Rebate checks are coming to the rescue of Medicare beneficiaries whose drug costs place them in the plan’s “doughnut hole,” the gap in coverage after a beneficiary has accumulated drug costs of $2,830 but before he or she has spent $4,550 out of pocket.

Health and Human Services Secretary Kathleen Sebelius recently announced that the first round of $250 checks will be sent in early June to approximately 80,000 seniors who have already been caught in the doughnut hole. Thereafter, checks will go out monthly until some four million beneficiaries have been paid.

The onetime rebates will precede next year’s benefit, a 50 percent reduction in the cost of brand-name prescriptions once the doughnut hole has been reached. This discount will gradually be increased to 75 percent in 2020, greatly lessening the impact of the coverage gap.

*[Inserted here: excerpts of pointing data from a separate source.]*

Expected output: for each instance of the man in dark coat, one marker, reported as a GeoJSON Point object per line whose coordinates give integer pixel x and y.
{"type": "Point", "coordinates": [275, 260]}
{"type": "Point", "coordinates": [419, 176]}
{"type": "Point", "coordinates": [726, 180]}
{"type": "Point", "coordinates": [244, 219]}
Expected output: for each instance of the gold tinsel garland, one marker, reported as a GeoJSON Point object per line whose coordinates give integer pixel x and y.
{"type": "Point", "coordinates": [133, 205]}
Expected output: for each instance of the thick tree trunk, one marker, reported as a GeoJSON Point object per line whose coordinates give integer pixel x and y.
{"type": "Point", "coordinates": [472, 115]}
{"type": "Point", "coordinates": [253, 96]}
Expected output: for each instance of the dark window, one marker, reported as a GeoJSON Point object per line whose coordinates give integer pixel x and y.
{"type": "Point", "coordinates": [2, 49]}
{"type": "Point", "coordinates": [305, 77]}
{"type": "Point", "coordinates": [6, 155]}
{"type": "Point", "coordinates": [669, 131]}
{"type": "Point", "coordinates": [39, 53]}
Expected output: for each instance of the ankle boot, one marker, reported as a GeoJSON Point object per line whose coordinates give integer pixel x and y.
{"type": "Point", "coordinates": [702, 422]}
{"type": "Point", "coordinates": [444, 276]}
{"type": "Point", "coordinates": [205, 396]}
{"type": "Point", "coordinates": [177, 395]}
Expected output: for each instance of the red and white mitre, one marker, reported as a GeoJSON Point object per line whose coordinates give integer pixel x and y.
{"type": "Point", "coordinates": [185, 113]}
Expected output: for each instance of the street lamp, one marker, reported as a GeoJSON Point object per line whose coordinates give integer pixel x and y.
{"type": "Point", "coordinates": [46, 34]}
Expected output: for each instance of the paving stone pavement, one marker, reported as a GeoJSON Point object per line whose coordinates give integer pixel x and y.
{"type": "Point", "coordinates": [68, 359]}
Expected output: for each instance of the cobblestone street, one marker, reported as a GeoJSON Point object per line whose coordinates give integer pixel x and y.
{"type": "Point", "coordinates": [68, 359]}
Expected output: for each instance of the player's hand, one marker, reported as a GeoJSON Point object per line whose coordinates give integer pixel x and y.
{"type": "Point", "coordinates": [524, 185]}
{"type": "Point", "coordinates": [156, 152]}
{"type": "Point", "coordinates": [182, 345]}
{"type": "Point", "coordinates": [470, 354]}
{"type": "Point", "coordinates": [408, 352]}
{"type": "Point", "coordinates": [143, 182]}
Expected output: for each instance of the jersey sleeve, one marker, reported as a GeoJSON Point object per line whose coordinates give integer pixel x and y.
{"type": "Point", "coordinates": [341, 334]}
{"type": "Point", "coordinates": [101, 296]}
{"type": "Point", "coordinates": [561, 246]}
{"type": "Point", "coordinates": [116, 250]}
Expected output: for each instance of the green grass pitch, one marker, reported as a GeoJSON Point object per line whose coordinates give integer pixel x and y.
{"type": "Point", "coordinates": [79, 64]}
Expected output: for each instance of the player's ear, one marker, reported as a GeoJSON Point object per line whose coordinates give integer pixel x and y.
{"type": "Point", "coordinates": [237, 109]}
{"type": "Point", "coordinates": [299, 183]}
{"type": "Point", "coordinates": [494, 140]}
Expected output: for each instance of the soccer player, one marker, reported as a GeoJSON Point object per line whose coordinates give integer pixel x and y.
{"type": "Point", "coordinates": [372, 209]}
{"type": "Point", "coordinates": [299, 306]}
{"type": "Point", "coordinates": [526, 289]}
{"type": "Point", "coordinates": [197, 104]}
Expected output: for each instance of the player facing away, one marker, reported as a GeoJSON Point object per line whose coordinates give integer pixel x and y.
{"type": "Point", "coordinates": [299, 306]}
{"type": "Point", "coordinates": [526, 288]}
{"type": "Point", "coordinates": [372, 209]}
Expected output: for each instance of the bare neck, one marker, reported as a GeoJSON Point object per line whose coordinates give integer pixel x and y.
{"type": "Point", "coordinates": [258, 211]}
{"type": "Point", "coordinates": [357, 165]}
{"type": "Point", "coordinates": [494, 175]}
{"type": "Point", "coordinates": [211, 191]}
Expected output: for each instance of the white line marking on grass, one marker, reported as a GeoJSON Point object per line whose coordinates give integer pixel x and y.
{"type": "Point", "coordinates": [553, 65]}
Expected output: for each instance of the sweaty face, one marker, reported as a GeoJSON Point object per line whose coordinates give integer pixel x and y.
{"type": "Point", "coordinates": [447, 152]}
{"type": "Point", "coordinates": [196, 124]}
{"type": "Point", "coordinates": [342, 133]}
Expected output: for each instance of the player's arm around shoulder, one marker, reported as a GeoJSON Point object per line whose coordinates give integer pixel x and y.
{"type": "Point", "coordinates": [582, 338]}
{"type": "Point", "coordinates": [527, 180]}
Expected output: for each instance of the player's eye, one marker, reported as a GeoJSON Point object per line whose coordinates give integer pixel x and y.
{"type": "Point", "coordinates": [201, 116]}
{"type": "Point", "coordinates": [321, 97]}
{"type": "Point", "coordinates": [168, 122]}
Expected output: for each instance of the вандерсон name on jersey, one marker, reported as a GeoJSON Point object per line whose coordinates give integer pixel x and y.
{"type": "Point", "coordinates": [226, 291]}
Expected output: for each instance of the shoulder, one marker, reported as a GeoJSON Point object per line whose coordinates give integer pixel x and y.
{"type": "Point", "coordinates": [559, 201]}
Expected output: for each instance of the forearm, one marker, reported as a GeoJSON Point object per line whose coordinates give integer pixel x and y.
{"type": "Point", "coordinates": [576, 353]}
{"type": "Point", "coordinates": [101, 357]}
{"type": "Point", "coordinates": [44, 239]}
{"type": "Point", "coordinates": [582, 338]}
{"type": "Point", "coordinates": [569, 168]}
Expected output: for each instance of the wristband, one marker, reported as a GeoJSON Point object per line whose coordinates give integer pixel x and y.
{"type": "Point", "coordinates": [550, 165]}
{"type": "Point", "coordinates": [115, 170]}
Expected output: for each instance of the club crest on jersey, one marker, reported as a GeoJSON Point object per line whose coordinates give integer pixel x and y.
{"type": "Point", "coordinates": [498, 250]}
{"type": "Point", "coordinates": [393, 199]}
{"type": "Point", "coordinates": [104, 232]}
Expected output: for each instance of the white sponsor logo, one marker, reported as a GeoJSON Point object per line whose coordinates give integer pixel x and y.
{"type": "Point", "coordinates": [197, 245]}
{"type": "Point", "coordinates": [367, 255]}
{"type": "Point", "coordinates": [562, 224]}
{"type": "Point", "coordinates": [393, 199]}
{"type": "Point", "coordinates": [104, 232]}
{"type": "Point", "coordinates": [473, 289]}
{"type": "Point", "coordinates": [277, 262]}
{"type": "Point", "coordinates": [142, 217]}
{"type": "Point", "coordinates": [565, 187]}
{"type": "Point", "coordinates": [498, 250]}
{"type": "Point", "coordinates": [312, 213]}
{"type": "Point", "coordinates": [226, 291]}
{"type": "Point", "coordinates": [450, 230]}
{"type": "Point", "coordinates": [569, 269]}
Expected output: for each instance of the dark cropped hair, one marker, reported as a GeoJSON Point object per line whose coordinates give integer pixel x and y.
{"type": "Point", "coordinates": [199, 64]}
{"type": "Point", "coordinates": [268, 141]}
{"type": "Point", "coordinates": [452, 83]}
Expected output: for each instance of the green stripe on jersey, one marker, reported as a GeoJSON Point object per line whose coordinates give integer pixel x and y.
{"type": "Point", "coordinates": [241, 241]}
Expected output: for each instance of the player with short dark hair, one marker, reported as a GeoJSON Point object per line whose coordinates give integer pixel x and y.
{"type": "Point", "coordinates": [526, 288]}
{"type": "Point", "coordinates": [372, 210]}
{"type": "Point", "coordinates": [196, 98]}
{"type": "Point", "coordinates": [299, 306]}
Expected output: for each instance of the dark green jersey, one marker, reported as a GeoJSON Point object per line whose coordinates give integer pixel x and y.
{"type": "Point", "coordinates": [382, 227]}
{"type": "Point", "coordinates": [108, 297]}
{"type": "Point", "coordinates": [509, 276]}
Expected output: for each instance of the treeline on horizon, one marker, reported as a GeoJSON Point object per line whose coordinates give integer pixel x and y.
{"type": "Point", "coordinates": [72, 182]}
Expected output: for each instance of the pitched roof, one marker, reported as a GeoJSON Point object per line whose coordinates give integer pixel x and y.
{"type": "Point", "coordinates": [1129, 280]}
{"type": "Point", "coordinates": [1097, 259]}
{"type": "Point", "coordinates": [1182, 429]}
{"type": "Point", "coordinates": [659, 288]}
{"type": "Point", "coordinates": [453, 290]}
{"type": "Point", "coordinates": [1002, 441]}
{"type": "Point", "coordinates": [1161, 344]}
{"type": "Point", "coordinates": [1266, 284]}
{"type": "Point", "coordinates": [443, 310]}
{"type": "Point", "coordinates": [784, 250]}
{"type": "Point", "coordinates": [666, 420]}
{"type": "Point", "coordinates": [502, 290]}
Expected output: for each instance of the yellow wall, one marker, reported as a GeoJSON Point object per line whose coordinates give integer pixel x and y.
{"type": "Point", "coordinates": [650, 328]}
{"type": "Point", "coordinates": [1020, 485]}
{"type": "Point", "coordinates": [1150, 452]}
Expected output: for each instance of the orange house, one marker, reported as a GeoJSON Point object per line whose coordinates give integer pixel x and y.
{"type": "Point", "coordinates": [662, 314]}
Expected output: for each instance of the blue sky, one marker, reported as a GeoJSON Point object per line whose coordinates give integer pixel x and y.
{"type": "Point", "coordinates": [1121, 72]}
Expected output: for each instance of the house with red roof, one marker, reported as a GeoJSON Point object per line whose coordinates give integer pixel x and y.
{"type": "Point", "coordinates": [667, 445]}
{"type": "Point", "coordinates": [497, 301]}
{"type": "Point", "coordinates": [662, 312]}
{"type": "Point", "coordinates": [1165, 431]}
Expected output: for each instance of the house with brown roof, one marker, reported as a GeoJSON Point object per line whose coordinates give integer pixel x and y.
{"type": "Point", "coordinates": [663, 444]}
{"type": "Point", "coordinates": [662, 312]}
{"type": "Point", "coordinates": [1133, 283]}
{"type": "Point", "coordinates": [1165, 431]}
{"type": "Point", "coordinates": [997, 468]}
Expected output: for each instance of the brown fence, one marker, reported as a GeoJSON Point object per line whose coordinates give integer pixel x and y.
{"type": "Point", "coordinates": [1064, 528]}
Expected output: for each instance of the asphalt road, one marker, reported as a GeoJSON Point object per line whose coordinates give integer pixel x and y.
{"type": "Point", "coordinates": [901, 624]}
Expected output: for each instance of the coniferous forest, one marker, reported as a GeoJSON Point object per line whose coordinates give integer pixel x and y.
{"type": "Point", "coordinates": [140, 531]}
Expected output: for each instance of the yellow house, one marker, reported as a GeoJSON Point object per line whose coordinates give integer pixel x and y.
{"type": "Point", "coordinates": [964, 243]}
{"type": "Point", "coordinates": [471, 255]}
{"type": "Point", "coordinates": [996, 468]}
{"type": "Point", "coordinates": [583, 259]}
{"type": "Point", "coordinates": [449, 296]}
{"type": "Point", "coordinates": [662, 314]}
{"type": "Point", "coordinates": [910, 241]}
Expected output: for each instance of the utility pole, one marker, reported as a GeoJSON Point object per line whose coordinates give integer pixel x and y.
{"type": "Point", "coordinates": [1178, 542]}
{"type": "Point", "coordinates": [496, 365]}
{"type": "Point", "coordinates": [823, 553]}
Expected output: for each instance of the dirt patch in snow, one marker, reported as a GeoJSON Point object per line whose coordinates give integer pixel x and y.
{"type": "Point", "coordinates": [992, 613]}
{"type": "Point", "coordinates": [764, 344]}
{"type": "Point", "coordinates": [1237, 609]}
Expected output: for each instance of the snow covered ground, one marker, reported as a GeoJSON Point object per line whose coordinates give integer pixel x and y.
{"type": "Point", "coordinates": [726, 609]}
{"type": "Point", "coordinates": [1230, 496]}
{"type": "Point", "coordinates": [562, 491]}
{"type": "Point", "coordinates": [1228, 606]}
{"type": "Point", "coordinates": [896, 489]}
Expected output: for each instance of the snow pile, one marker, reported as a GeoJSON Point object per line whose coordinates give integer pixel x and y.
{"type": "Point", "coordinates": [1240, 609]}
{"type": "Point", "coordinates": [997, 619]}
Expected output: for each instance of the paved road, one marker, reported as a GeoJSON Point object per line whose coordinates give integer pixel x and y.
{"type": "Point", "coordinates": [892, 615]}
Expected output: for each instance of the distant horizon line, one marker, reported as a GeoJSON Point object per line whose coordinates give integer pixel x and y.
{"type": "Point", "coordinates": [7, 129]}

At a press conference detailing the new Medicare, Sebelius warned seniors against anyone claiming that action is required to receive a rebate check. “Seniors do not have to do anything to get this check. They don’t have to sign anything. They don’t have to apply for it,” said Sebelius. (Beneficiaries’ billing history will be monitored and checks automatically issued once the coverage gap is reached.)

Sebelius’s announcement comes amid continued public apprehension, particularly from seniors, about the Obama administration’s reform of health care.